Ash Daniels, the lead organizer on Michigan Liberation's Care Not Criminalization Campaign, said the state lacks adequate mental health facilities to provide care for those in need, and Black and brown communities are disproportionately affected by the lack of resources, she said.

"We need facilities where folks can go and numbers outside of the police when people are in a crisis," Daniels said. "When the police show up in their uniforms, then the person experiencing a crisis usually tends to become more aggressive. And as seen in the past month, the results don't bode well."

Detroit police officers fatally shot at 22-year-old Burks 38 times in three seconds in October while he held a knife and refused to obey officer's commands to drop it. Burks' family had initially called the police because he was having a mental health crisis.

Burks' family filed a $50 million wrongful death lawsuit against the city of Detroit and the five unnamed police officers who shot him earlier this month. The officers were placed on administrative leave following the shooting, per Detroit police policy.
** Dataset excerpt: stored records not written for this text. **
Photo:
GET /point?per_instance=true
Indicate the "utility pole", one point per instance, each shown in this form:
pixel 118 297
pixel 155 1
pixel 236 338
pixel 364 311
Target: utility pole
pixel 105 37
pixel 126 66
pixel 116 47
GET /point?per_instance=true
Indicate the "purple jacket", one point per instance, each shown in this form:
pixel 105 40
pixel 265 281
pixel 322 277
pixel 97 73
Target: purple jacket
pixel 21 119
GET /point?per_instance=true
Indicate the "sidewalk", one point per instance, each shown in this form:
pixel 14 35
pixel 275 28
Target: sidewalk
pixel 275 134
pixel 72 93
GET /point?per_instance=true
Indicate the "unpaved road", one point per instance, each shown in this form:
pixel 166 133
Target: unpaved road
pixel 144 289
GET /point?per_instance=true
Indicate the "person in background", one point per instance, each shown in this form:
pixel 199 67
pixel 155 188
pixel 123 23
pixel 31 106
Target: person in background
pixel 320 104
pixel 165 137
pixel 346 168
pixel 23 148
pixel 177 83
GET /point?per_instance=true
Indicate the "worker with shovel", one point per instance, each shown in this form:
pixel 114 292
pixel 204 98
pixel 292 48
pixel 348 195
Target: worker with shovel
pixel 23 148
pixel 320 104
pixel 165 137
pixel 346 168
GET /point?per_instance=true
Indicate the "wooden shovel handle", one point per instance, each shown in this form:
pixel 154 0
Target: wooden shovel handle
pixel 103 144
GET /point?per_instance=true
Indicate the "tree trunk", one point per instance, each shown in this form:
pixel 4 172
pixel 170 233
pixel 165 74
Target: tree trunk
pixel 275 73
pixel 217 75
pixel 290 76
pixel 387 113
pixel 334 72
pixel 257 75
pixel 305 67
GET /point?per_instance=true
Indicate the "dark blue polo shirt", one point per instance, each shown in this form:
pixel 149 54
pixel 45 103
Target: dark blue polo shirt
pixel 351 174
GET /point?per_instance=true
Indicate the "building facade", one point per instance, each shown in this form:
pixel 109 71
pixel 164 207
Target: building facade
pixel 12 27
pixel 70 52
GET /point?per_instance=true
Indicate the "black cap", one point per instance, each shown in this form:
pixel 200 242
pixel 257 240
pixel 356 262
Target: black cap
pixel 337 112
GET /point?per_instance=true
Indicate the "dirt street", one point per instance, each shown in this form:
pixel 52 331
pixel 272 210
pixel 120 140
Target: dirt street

A police investigation into Burks' past revealed that he had a history of run-ins with the police. Most recently his family called the police in June reporting that Burks was looking to fight anyone. Before that police were called after Burks stabbed two family members in March and August of 2020.

Detroit police chief James White has previously said that the system "failed Mr. Burks" and his famil, who tried to get him help.

Maranda Sailor, 23, said she wanted to show support at the rally because she said the police were called on her in the midst of a mental health crisis when she was 20.

"It was really scary when I saw police officers walk in instead of a doctor," Sailor said. "A crazy amount of things I could have avoided if someone just came and talked to me and calmed me down."

Detroit police are responding to more than three times as many mental-health-related 911 calls as they did in 2020, averaging 64 per day.

Daniels said since mental health-related 911 calls are increasing in frequency, some of the police department's budget should be allocated to an independent crisis unit.

"It only takes roughly about 2% of DPD's budget to fully start and fund a nonpolice crisis unit," Daniels said. "More people (need) to get into social work and into psychiatry, and, you know, be willing to show up to these calls and to answer the phone."

Alexandria Hughes, a leader in the Accountability for Dearborn organization, said first responders to mental health crisis situations should not carry guns.

She cited the Crisis Assistance Helping Out On The Streets (CAHOOTS) program in Eugene, Oregon, and the Support Team Assisted Response (STAR) Program in Denver, Colorado, as examples that Michigan cities could emulate.

"A gun does not signal that the following response will be care. A gun signals the following response will be violence," she said. "It's fundamental for a mental health crisis response person to ask the person what they need, ask them about their autonomy."

The Detroit police began expanding their Mental Health Co-Response Partnership in March. The initiative aims to treat mentally ill Detroiters instead of sending them to jail and train officers in de-escalating situations with mentally ill people.

A crisis intervention officer is visible in the body camera footage of Burks' shooting saying, "You're not in any trouble, just drop the knife and we'll get you some help."

On Thursday Detroit police fatally shot a mother of two who also struggled with mental illness. The woman's mother called the police after she had assaulted both her and her 7-year-old son and informed them over the phone that her daughter had schizophrenia.

The woman was shot by police while struggling with an officer to access a gun. The shooting remains under investigation but police said that the safety of the children in the home at the time of the shooting was their primary concern.

Detroit City Council President Mary Sheffield said she is open to exploring all options when it comes to finding non-lethal methods of dealing with residents with mental illnesses.

"With that said, protecting the lives of everyone involved, the individual needing help, family members, neighbors and police officers, should be the goal," Sheffield wrote in an email.